If you want a fully separate loopback, you could also go for a vnet based jail (see https://wiki.freebsd.org/Jails).
You'll need an epair() interface-pair to connect the jail with the underlying host however.

Then again, the way you resolved that is actually quite elegant, I think. Unless you want to run separate pf, fully separate network stack with possibly different routing table and so on, vnet might not be worth the effort.
 
I use jails for web-hosting more than 10years and I had no case when I required a separate loopback interface inside a jail.
Try to configure your jails with single interface, but keep in mind that some software can listen on the external IP because of no loopback.
In my opinion, you should not configure loopback interface for jails, because of most common use cases don't require it.

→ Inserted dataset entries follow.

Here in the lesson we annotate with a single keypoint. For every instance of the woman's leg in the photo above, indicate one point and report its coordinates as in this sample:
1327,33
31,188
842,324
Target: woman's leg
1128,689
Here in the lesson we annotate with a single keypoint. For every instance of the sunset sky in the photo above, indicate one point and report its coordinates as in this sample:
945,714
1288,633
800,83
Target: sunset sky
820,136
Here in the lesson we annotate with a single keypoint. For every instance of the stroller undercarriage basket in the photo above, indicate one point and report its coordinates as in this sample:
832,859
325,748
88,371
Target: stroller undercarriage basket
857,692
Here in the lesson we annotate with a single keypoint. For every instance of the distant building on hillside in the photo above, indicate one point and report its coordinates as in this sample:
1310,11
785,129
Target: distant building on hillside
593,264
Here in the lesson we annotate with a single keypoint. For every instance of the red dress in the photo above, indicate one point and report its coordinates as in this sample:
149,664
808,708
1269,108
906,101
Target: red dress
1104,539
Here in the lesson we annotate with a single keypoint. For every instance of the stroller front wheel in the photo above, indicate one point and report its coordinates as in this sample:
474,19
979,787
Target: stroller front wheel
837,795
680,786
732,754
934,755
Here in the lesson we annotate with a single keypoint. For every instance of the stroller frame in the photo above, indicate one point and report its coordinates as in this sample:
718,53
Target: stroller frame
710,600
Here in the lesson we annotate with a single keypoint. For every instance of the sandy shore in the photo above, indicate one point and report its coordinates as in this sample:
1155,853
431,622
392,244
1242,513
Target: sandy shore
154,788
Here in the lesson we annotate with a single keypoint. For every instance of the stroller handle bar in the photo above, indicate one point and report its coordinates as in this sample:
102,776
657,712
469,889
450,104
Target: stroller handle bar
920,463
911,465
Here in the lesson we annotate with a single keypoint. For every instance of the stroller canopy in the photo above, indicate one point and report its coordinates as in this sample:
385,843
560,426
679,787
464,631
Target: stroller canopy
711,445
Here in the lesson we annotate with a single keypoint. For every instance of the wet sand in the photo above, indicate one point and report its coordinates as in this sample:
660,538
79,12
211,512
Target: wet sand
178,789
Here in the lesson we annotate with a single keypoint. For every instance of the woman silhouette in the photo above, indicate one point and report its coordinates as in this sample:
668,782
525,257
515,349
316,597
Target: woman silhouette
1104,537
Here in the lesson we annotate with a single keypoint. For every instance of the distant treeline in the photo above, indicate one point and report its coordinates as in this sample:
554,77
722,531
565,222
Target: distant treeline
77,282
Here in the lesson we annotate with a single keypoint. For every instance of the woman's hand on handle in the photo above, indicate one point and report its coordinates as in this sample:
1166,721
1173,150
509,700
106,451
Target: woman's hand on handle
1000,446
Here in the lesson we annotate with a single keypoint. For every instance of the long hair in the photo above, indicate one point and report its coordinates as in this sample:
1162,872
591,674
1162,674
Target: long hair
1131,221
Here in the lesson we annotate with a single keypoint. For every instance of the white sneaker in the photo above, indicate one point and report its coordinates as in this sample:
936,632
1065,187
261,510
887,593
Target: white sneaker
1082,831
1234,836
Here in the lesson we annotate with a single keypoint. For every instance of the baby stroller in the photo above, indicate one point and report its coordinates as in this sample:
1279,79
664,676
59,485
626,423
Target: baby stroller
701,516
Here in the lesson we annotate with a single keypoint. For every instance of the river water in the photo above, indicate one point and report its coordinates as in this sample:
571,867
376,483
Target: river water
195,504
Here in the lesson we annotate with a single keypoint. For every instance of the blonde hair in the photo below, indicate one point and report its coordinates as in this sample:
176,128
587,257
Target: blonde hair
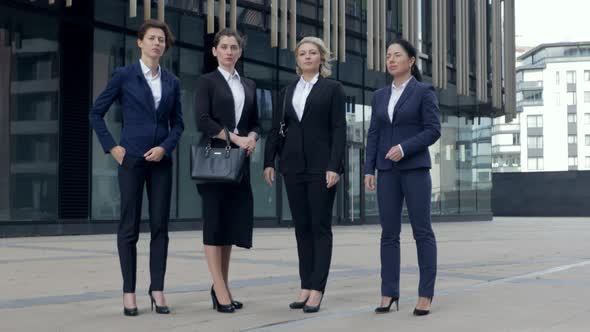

It may be a good idea to setup a firewall for jail's IP with a rule like 'deny by default' and allow only required external traffic.
For my tasks I use lo1 interface with some private network addresses for jails, and use http/tcp proxy or 'nat portforwarding' to have any external communication with the jails. So I don't care about any software on jail's loopback.
But it is my own experience, someone may have any other thoughts.